Three wells were completed in this field with the EQUALIZER technology: two producers (No. 1 and No. 2) and one

injector (No. 3). The planned design for the producers included a uniform arrangement of packers and EQUALIZER joints

(seven EQUALIZER joints per each of five zones created with five openhole packers). The design for the injector included

three EQUALIZER joints per each of five zones. The typical completion design is shown in Illustration 1.
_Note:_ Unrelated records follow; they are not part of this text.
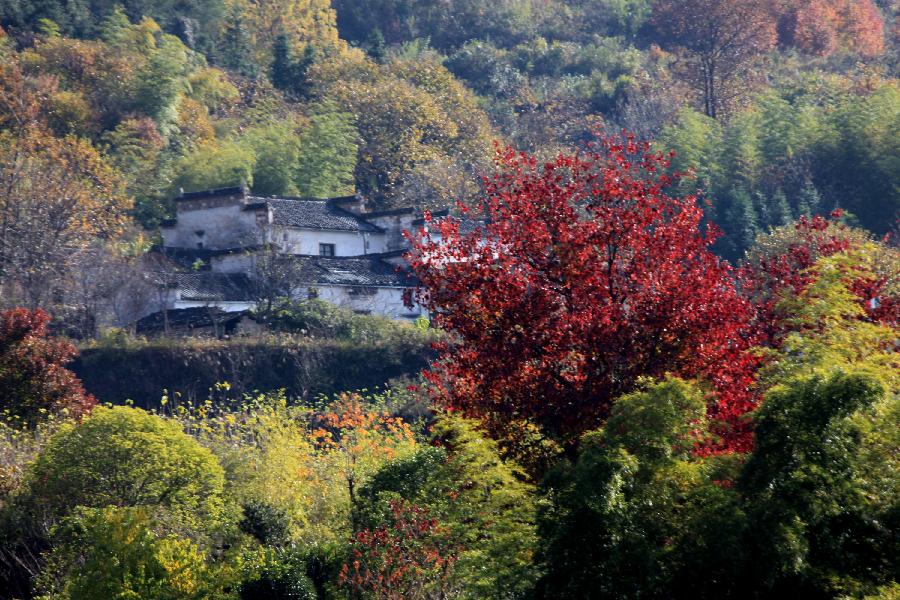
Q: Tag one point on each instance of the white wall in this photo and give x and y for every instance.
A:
(239, 262)
(226, 306)
(387, 302)
(346, 243)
After drilling the candidate well, the actual profile of permeability was built based on final logs, and the completion design

was updated. Packer placement depth was selected to isolate high and low permeability. The number of EQUALIZER

joints was determined to mitigate high inflow from high-permeability zones and to allow flow with little completion

resistance for low-permeability zones. Low reservoir temperature required use of Baker Hughes' REPackerTM reactive

element packers that could swell in the given reservoir conditions. After an initial production period, the operator ran

PLTs in each well. Engineers then compared the actual to predicted inflow profiles for the same wells without the

EQUALIZER systems.

The real inflow profile was matched by a simulation model. Based on these models, it was possible to create a complete

inflow profile for an openhole completion. Figures 1 to 3 show the actual inflow profile for the EQUALIZER system well

from PLT measurement (blue), the predicted inflow profile for an openhole well (green) and predicted inflow profile for an

EQUALIZER system well (orange).

"It is important to note that the predicted inflow profile curves for the EQUALIZER system well were calculated only after

final logging and were based on the anticipated liquid rate and pressure drawdown," Ostrowski says. "However, the true

production rates sometimes differ significantly from the predicted rates. The model curve for the openhole completion

was generated based on the actual production data."
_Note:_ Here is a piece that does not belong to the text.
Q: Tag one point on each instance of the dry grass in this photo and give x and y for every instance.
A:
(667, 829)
The inflow profiles indicate good performance from the EQUALIZER designs in well No. 2 and well No. 3, as opposed to

well No. 1. "In the case of well No. 1, we were unable to construct the appropriate permeability profile due to lack of data.
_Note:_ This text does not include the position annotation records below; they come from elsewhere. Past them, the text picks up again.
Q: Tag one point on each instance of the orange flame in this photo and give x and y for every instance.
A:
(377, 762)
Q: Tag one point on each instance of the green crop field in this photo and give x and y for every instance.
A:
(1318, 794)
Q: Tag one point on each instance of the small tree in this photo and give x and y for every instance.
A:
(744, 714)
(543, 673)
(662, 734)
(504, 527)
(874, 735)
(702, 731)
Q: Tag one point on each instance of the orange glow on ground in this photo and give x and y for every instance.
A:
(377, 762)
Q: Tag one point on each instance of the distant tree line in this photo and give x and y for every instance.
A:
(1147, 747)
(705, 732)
The actual permeability was lower than anticipated, and, as a result, the EQUALIZER system did not provide any value as

the real liquid rate per EQUALIZER joint is much lower than designed," notes Ostrowski. Even in a field where reservoir

uncertainty is very high, inflow control devices can successfully equalize oil inflow in horizontal wells. "Baker Hughes has

run more than 2 million ft of EQUALIZER technology with zero reported sand failures," Bowen notes. "The keys to

optimizing inflow control device design are accurate field data, especially an accurate permeability profile, and good

reservoir modeling-the exact sort of information we had on these wells in the Verkhnechonskoye Field."